Repentinamente crujen las maderas en lo que parece una lucha por no astillarse y una creciente vibración se comunica por el metal enrojecido. Al fondo se vislumbra un foco en medio de toda esta niebla, como la luz de un faro alumbrando el camino a través de la noche oscura. Me echo para atrás y veo acercarse la enorme masa de hierro emanando un chirrido ensordecedor.
Abro los ojos y salgo del trance hipnótico en el que me sumía, los oídos ya no me duelen y el único sonido que me rodea es el ronroneo metálico del motor esperando pacientemente la señal para devorar los kilómetros que le separan de su destino. Giro la vista una última vez hacia el gran reloj y ya no me sorprende ver que marca la hora exacta de la llegada de mi tren.
Son las 12 de la noche y el revisor me abre la puerta del vagón. Me mira con sus ojos vacíos y me muestra su burlona y eterna sonrisa mientras me invita a subir alargándome muy lentamente su delgada mano. Con este gesto me da la sensación de que ya me conociera, posiblemente conozca a todos los viajeros de este tren, mucho antes de que ellos mismos sepan siquiera que han de cogerlo.

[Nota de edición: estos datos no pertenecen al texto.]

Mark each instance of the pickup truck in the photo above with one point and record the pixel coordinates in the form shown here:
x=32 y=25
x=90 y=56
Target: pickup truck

Al subir miro hacia atrás, me dejo el equipaje, pero comprendo que a donde voy poco me va a hacer falta y entrando por el pasillo noto un ambiente cálido y agradable, y al fondo oigo una música que me es familiar. Se cierra la puerta detrás de mí y el revisor apoya delicadamente su mano en mi hombro y me susurra unas palabras al oído.
Siempre llega puntual, es el tren sin paradas, que nunca se detiene ni nunca se retrasa. Billete de sólo ida para el último viaje en el tren de medianoche.